Location
- 270 Industrial Way West Eatontown, Monmouth, New Jersey 07724 United States

Information
- Type: special needs education
- Founded: 1976
- Status: active
- NCES School ID: A9104474.
- Administrator: Vincent Renda
- Principal: Andrew Orefice
- Teaching staff: 19 (full time equivalents)
- Gender: Coeducational
- Age: 3 to 21
- Enrollment: 155 (26 Jul 2014)
- Student to teacher ratio: 7.9
- Hours in school day: 5.5
- Classrooms: 22
- Campus size: 5.5
- Campus type: suburban
- Annual tuition: School districts pay all tuition and transportation
- Affiliation: National Association of Private Special Education Centers, Family Resource Association, Inc. of Monmouth County
- Website: hawkswoodschool.net

= Hawkswood School =

Hawkswood School (formerly the School for Children) is a private, non-sectarian school, located in Eatontown, New Jersey. The School provides educational services for students with various disabilities (such as autism) and support for their families.

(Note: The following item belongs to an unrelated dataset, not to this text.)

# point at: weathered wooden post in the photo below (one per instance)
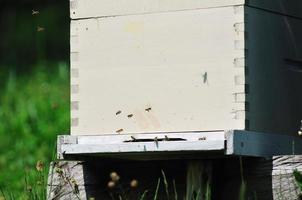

Hawkswood School is owned by Hawkswood, Inc. The School is fully accredited by the state of New Jersey and a member of the National Association of Private Special Education Centers. Hawkswood School provides an array of programs from pre-kindergarten to life preparedness classes for students, ages 3 – 21. Many nearby public school districts contract with Hawkswood School to provide educational services to students who might be underserved by the public school districts.

In December 2011, New Jersey Lt. Governor Kim Guadagno visited Hawkswood School, presenting the school as an example of high-quality education for students with educational disabilities.